CHRONOSTRATIGRAPHIC INVESTIGATIONS OF CENOZOIC UNITS IN THE NIOBRARA RIVER BASIN IN BOYD COUNTY, NORTHERN NEBRASKA


FIELD, Holly L., Department of Geology, The University of Kansas, 1475 Jayhawk Blvd., Lindley Hall, Lawrence, KS 66045, LUDVIGSON, Greg A., Kansas Geological Survey, The University of Kansas, 1930 Constant Ave, Lawrence, KS 66047-3726 and JOECKEL, R.M., School of Natural Resources and Department of Earth and Atmospheric Sciences, University of Nebraska Lincoln, Lincoln, NE 68583, hollylaurelle@gmail.com

Cenozoic deposits exposed in the Niobrara River Basin in Boyd County are approximately 60 m thick, and include an overlying coarse-grained Miocene sandy unit referred to the Ogallala Group, and underlying more fine-grained deposits that have been variously referred to the Fort Randall, Turtle Butte, and Rosebud formations, deposits spanning from Oligocene to middle Miocene in age.
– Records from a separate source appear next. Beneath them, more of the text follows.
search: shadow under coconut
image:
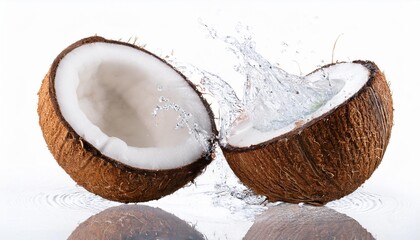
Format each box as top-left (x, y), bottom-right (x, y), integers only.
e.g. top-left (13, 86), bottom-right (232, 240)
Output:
top-left (68, 205), bottom-right (205, 240)
top-left (244, 203), bottom-right (375, 240)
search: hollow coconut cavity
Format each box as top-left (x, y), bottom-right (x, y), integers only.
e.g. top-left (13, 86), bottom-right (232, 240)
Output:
top-left (38, 36), bottom-right (214, 202)
top-left (223, 61), bottom-right (393, 205)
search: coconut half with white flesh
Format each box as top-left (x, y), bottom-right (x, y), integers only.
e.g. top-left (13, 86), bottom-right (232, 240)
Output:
top-left (223, 61), bottom-right (393, 205)
top-left (38, 36), bottom-right (215, 202)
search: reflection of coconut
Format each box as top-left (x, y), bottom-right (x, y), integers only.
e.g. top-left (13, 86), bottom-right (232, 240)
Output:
top-left (68, 205), bottom-right (205, 240)
top-left (244, 204), bottom-right (375, 240)
top-left (38, 36), bottom-right (214, 202)
top-left (223, 61), bottom-right (393, 205)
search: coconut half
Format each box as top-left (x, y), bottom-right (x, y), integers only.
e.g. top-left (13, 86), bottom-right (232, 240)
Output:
top-left (38, 36), bottom-right (214, 202)
top-left (223, 61), bottom-right (393, 205)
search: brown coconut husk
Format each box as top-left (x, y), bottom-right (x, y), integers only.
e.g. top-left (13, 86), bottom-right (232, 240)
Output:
top-left (38, 36), bottom-right (215, 203)
top-left (223, 61), bottom-right (393, 205)
top-left (68, 205), bottom-right (205, 240)
top-left (244, 204), bottom-right (375, 240)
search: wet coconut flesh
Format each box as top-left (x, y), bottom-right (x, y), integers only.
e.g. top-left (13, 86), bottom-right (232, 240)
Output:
top-left (224, 61), bottom-right (393, 205)
top-left (201, 31), bottom-right (393, 205)
top-left (38, 36), bottom-right (214, 202)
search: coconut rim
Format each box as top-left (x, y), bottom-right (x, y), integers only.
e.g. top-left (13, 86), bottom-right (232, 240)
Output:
top-left (221, 60), bottom-right (380, 152)
top-left (48, 35), bottom-right (217, 171)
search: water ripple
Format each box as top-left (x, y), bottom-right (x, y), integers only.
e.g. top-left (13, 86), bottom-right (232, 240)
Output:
top-left (32, 187), bottom-right (118, 212)
top-left (327, 191), bottom-right (401, 213)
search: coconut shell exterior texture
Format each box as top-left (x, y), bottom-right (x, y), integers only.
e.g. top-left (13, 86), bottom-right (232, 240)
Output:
top-left (38, 36), bottom-right (215, 203)
top-left (244, 204), bottom-right (375, 240)
top-left (68, 205), bottom-right (205, 240)
top-left (223, 61), bottom-right (393, 205)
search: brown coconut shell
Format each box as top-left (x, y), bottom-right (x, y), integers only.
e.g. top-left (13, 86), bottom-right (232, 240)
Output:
top-left (223, 61), bottom-right (393, 205)
top-left (38, 36), bottom-right (215, 203)
top-left (68, 205), bottom-right (205, 240)
top-left (244, 204), bottom-right (375, 240)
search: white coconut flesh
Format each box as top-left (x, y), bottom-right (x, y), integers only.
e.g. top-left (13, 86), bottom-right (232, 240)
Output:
top-left (227, 63), bottom-right (369, 148)
top-left (54, 42), bottom-right (211, 170)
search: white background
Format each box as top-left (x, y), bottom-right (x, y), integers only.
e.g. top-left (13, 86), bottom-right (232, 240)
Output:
top-left (0, 0), bottom-right (420, 239)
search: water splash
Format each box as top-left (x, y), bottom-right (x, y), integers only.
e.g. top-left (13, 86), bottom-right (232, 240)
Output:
top-left (197, 24), bottom-right (344, 145)
top-left (152, 94), bottom-right (213, 152)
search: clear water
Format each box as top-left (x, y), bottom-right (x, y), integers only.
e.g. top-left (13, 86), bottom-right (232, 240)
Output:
top-left (193, 25), bottom-right (344, 144)
top-left (152, 94), bottom-right (213, 152)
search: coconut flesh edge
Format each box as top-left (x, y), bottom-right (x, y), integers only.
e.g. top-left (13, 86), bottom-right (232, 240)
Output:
top-left (54, 42), bottom-right (212, 170)
top-left (227, 63), bottom-right (369, 148)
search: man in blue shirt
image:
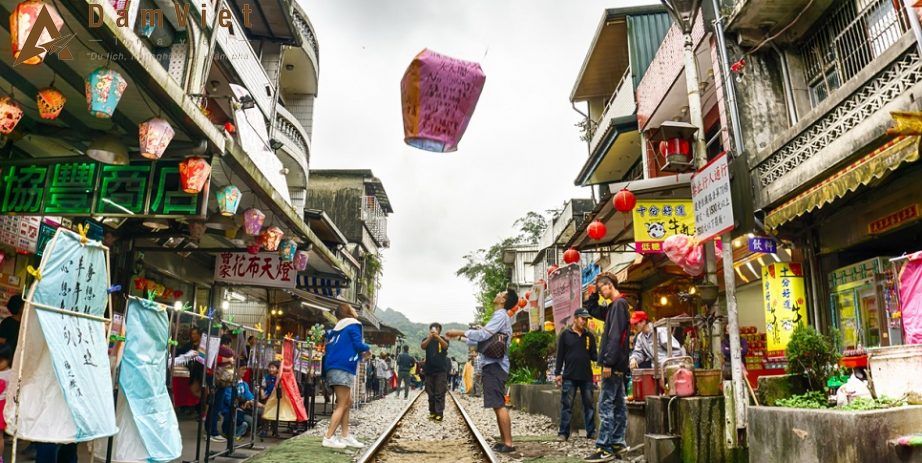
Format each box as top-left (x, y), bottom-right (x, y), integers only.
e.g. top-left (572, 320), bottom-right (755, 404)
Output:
top-left (445, 289), bottom-right (519, 453)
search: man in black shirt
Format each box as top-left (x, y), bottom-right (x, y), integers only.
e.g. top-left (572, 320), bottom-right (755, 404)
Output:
top-left (554, 309), bottom-right (598, 441)
top-left (0, 294), bottom-right (23, 356)
top-left (420, 323), bottom-right (449, 421)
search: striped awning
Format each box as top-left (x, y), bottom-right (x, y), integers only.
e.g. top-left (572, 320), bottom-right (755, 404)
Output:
top-left (765, 136), bottom-right (920, 229)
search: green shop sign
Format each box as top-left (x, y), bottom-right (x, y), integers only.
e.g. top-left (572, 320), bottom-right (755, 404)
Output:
top-left (0, 161), bottom-right (208, 217)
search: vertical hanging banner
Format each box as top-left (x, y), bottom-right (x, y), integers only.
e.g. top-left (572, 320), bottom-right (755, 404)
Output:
top-left (548, 264), bottom-right (583, 334)
top-left (762, 262), bottom-right (807, 351)
top-left (4, 228), bottom-right (118, 443)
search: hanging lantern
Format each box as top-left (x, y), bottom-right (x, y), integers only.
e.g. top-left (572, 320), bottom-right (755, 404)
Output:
top-left (35, 87), bottom-right (67, 121)
top-left (400, 49), bottom-right (486, 153)
top-left (179, 156), bottom-right (211, 194)
top-left (0, 96), bottom-right (22, 135)
top-left (138, 117), bottom-right (176, 161)
top-left (256, 227), bottom-right (285, 252)
top-left (295, 251), bottom-right (308, 272)
top-left (279, 238), bottom-right (298, 262)
top-left (243, 207), bottom-right (266, 236)
top-left (10, 0), bottom-right (64, 66)
top-left (612, 188), bottom-right (637, 212)
top-left (563, 248), bottom-right (579, 264)
top-left (215, 185), bottom-right (243, 217)
top-left (586, 219), bottom-right (608, 241)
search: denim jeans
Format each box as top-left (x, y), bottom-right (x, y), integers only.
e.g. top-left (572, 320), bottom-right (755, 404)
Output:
top-left (596, 372), bottom-right (627, 452)
top-left (558, 379), bottom-right (595, 437)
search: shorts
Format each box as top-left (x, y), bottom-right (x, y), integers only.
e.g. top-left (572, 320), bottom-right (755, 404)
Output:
top-left (325, 370), bottom-right (355, 388)
top-left (481, 363), bottom-right (509, 409)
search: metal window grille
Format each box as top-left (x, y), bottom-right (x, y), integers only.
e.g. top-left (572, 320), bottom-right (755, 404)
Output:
top-left (801, 0), bottom-right (909, 105)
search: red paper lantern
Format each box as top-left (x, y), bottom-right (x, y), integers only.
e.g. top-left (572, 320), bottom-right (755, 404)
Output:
top-left (179, 156), bottom-right (211, 194)
top-left (563, 248), bottom-right (579, 264)
top-left (612, 188), bottom-right (637, 212)
top-left (586, 219), bottom-right (608, 241)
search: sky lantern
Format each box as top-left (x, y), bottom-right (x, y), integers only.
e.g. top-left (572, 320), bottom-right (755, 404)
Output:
top-left (86, 66), bottom-right (128, 119)
top-left (400, 49), bottom-right (486, 153)
top-left (179, 156), bottom-right (211, 194)
top-left (138, 117), bottom-right (176, 161)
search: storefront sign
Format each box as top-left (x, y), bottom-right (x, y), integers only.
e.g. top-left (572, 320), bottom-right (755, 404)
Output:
top-left (691, 153), bottom-right (733, 242)
top-left (749, 236), bottom-right (778, 254)
top-left (0, 161), bottom-right (208, 217)
top-left (548, 264), bottom-right (582, 333)
top-left (868, 204), bottom-right (919, 235)
top-left (634, 199), bottom-right (695, 254)
top-left (214, 252), bottom-right (298, 288)
top-left (762, 262), bottom-right (807, 351)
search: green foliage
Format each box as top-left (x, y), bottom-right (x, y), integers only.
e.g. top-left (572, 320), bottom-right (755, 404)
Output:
top-left (787, 325), bottom-right (841, 391)
top-left (509, 331), bottom-right (555, 378)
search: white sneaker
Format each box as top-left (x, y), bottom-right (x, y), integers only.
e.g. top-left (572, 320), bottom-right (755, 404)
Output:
top-left (320, 436), bottom-right (346, 449)
top-left (339, 434), bottom-right (365, 449)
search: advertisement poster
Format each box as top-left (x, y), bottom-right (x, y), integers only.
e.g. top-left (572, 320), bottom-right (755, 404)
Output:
top-left (634, 199), bottom-right (695, 254)
top-left (548, 264), bottom-right (582, 334)
top-left (762, 262), bottom-right (807, 351)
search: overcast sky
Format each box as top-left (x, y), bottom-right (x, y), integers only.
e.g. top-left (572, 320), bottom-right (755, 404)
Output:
top-left (301, 0), bottom-right (655, 322)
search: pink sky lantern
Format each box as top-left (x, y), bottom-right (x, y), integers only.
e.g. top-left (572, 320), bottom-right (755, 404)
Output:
top-left (400, 49), bottom-right (487, 153)
top-left (243, 207), bottom-right (266, 236)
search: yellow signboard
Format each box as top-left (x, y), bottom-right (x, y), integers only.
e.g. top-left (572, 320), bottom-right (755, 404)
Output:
top-left (634, 199), bottom-right (695, 254)
top-left (762, 262), bottom-right (807, 352)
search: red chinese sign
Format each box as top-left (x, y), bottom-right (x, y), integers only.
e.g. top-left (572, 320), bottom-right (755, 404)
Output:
top-left (214, 252), bottom-right (298, 288)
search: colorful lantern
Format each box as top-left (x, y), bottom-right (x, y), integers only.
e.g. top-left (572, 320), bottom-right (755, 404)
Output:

Our study materials for these units come from two long cores drilled by hollow-stem auger that penetrated (1) the upper 36.6 m of section, (2) the lower 24.4 m of section, and (3) a middle interval of exposed strata spanning about 21.3 m in thickness. We are assembling a composite stratigraphic profile whereby lithologic characters are calibrated for elapsed geologic time using two laboratory-based techniques. Geochronologic calibration is being accomplished using paleosol units as independent geochrometers, by separating and sorting volcanogenic zircon grains for LA-ICP-MS dating using U/Pb analysis. The rationale for this approach is that chemically-resistant zircon phenocrysts from contemporary volcanic ash falls likely are concentrated in time-rich paleosol horizons. In sorting heavy mineral residues for clear, euhedral, prismatic zircon grains that lack evidence for abrasion by sedimentary transport, we can identify populations of zircon grains whose U/Pb ages closely approximate depositional ages, with an analytical uncertainty of about 2 %. Additional chronostratigraphic information is being assembled via organic carbon δ13C chemostratigraphy, sampled at stratigraphic frequencies of 30 cm. This approach is being used to independently calibrate the temporal shift from C3-dominated paleofloras to C4-dominated paleofloras, a phenomenon that has been well documented from Neogene terrestrial strata in the Great Plains, and elsewhere in the world. By documenting the timing of these paleoecologic shifts in Boyd County, Nebraska, we hope to develop a dataset that will permit comparisons to other highly-resolved profiles that currently are under development in the McPherson Channel deposits in central Kansas, and units from the Cimarron River Valley in southwest Kansas. We hope to learn whether δ13C chemostratigraphy has more generalized chronostratigraphic implications in the Great Plains area.